Hi all,
I've been trying to calculate TPM values for a count table, thus I've been using biomaRt package to obtain gene lengths. However, I'm using an NCBI annotation file and my count table has gene_name's as row names (I'm using gene_name instead of gene_id, because I receive an error otherwise). Thus, when I try to merge gene length table and my count table, I get an empty data frame (I assume that the gene names in my annotation file and biomaRt provides are not matching or maybe I'm doing wrong something else).

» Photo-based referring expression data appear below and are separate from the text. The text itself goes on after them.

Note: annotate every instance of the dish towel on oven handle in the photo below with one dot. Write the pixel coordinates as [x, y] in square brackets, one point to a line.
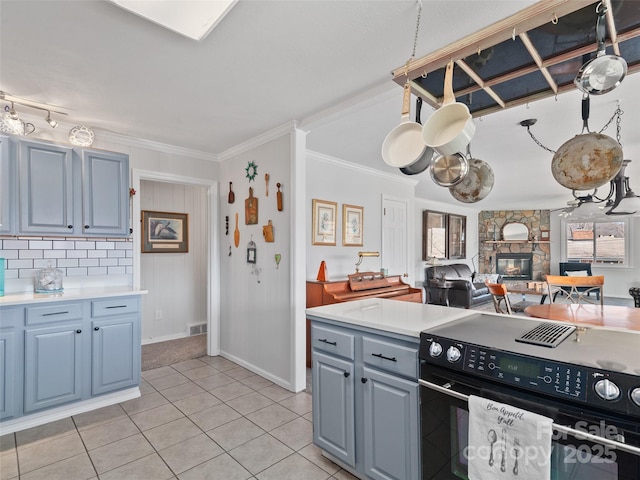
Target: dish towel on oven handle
[507, 442]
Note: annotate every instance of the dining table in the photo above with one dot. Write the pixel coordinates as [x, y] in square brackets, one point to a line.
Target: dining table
[600, 315]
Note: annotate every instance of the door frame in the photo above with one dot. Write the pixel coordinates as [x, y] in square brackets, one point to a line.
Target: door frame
[409, 244]
[213, 255]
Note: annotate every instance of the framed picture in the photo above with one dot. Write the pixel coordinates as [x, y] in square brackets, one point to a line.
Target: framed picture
[457, 247]
[164, 232]
[434, 234]
[324, 222]
[352, 225]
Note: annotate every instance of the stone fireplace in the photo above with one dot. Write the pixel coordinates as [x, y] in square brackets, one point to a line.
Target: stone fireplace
[515, 266]
[492, 244]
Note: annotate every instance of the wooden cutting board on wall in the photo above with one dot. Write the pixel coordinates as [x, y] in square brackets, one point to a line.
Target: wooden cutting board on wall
[251, 209]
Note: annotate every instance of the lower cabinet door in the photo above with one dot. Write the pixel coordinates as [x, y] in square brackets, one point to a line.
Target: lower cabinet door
[53, 366]
[391, 426]
[115, 361]
[333, 407]
[7, 373]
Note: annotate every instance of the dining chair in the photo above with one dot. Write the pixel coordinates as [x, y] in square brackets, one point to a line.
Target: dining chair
[576, 289]
[500, 297]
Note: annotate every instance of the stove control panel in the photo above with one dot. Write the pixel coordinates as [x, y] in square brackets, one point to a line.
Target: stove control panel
[611, 390]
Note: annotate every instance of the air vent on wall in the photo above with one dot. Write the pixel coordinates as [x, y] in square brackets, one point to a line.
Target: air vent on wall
[547, 335]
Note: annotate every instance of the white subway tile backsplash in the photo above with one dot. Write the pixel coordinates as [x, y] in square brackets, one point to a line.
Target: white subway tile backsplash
[64, 244]
[77, 272]
[40, 244]
[88, 262]
[15, 244]
[31, 254]
[19, 264]
[108, 262]
[25, 256]
[97, 270]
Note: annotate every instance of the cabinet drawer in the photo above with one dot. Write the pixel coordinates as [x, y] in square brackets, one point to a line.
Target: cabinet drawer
[333, 341]
[391, 357]
[114, 306]
[54, 313]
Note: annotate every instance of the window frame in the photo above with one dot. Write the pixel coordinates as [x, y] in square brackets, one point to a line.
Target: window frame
[628, 240]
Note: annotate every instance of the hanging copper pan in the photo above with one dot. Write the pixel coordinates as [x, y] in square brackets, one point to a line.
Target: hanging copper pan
[588, 160]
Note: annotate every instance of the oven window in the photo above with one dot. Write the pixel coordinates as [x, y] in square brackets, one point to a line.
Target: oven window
[576, 461]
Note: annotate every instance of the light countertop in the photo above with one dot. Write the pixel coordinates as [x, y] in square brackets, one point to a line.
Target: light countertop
[69, 294]
[404, 318]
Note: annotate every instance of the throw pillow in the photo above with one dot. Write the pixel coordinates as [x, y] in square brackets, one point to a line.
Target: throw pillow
[577, 273]
[488, 277]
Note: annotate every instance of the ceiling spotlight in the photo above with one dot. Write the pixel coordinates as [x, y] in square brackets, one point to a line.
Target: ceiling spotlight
[50, 120]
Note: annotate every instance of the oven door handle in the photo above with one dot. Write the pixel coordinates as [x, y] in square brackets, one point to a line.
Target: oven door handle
[579, 434]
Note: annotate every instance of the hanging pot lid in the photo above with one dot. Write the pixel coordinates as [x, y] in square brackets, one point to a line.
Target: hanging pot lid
[476, 185]
[449, 170]
[605, 72]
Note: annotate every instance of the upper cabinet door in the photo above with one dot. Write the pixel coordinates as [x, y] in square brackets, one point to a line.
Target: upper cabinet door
[6, 187]
[46, 189]
[105, 191]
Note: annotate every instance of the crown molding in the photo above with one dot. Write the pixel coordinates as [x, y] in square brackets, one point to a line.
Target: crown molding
[312, 155]
[266, 137]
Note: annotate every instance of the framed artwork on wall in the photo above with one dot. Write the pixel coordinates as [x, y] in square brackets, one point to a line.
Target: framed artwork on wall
[352, 225]
[323, 228]
[165, 232]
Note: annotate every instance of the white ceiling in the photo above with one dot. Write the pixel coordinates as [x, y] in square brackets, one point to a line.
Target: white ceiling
[324, 64]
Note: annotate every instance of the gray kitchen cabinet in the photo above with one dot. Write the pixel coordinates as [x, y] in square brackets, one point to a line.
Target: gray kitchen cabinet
[115, 352]
[72, 192]
[46, 174]
[53, 365]
[391, 446]
[10, 374]
[105, 193]
[6, 187]
[333, 407]
[364, 384]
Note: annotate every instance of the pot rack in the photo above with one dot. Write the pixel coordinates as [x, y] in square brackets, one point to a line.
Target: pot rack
[529, 56]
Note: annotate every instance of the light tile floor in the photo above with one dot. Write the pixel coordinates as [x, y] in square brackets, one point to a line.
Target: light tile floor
[206, 418]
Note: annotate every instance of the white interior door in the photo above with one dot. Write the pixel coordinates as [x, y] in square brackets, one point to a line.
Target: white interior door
[394, 237]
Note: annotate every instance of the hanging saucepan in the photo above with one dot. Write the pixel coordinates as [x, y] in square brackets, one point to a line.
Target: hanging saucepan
[449, 170]
[450, 129]
[422, 163]
[476, 185]
[605, 72]
[403, 145]
[588, 160]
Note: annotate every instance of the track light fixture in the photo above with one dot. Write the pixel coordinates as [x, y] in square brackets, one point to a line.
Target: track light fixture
[50, 120]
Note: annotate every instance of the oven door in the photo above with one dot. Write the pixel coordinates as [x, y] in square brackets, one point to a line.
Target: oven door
[585, 446]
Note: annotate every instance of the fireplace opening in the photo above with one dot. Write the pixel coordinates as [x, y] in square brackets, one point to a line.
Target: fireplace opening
[515, 266]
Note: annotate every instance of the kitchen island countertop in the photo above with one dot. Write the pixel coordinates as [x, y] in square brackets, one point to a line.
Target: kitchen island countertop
[23, 298]
[403, 318]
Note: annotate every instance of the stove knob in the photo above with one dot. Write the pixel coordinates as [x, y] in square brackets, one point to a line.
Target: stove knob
[453, 354]
[607, 390]
[435, 349]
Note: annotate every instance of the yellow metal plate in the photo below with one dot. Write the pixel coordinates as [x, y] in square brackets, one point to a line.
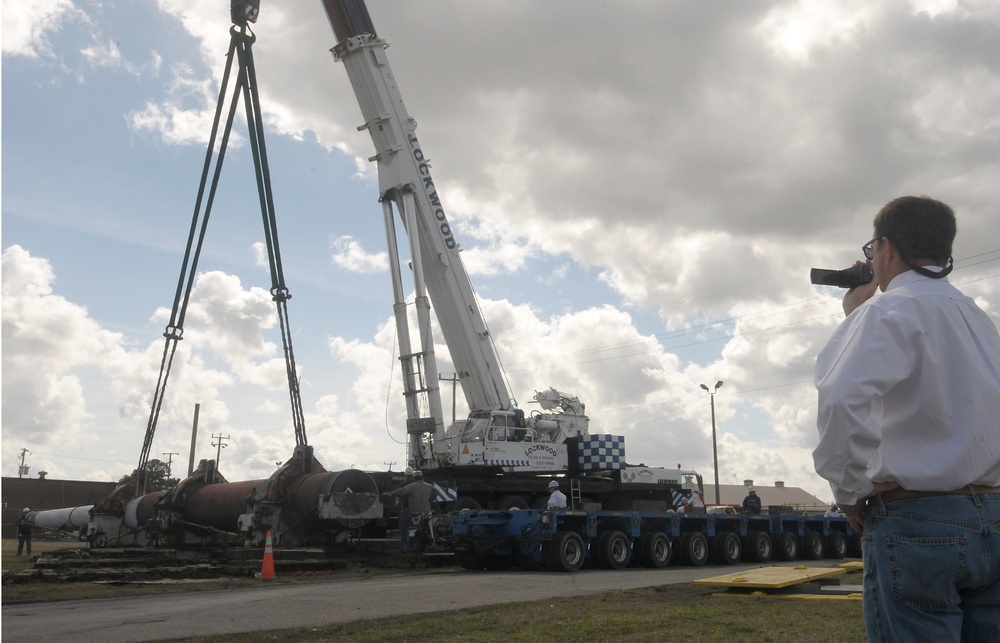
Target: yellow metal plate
[795, 597]
[772, 577]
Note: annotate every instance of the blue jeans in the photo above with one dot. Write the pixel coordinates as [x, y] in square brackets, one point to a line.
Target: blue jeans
[932, 569]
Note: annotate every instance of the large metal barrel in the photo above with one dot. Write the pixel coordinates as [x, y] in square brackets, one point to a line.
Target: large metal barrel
[139, 510]
[345, 497]
[219, 505]
[66, 519]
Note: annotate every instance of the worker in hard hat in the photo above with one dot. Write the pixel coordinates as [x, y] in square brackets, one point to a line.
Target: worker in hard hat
[23, 532]
[751, 504]
[557, 499]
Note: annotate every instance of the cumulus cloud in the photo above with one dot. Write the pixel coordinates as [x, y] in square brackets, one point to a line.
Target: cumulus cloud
[28, 25]
[73, 390]
[349, 254]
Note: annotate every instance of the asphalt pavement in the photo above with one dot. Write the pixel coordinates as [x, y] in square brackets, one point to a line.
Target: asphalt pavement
[275, 606]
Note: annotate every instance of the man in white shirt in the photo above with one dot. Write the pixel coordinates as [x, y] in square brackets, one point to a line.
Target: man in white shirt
[557, 499]
[909, 424]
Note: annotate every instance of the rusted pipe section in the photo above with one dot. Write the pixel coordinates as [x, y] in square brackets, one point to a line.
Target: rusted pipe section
[66, 519]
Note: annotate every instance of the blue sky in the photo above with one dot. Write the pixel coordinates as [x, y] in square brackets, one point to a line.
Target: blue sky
[640, 191]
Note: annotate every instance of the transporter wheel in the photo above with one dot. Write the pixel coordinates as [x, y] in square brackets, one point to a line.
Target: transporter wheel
[511, 503]
[695, 548]
[565, 552]
[812, 546]
[654, 550]
[758, 547]
[728, 548]
[836, 545]
[788, 546]
[614, 550]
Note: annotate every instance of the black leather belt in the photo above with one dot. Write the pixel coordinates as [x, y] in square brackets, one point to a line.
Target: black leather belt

Here is how my code looks:
rsubread.counts<-featureCounts(files=E08_bam,
annot.ext="/media/gokberk/DATA/Thesis/Data/Annotations/Macaca_fascicularis_5.0_genomic.gtf",
isGTFAnnotationFile = TRUE,
GTF.featureType="exon",
GTF.attrType="gene_name",
useMetaFeatures = TRUE,
allowMultiOverlap = FALSE)
cnt<-rsubread.counts$counts
ensembl<-useMart("ensembl",dataset="mfascicularis_gene_ensembl",host="www.ensembl.org")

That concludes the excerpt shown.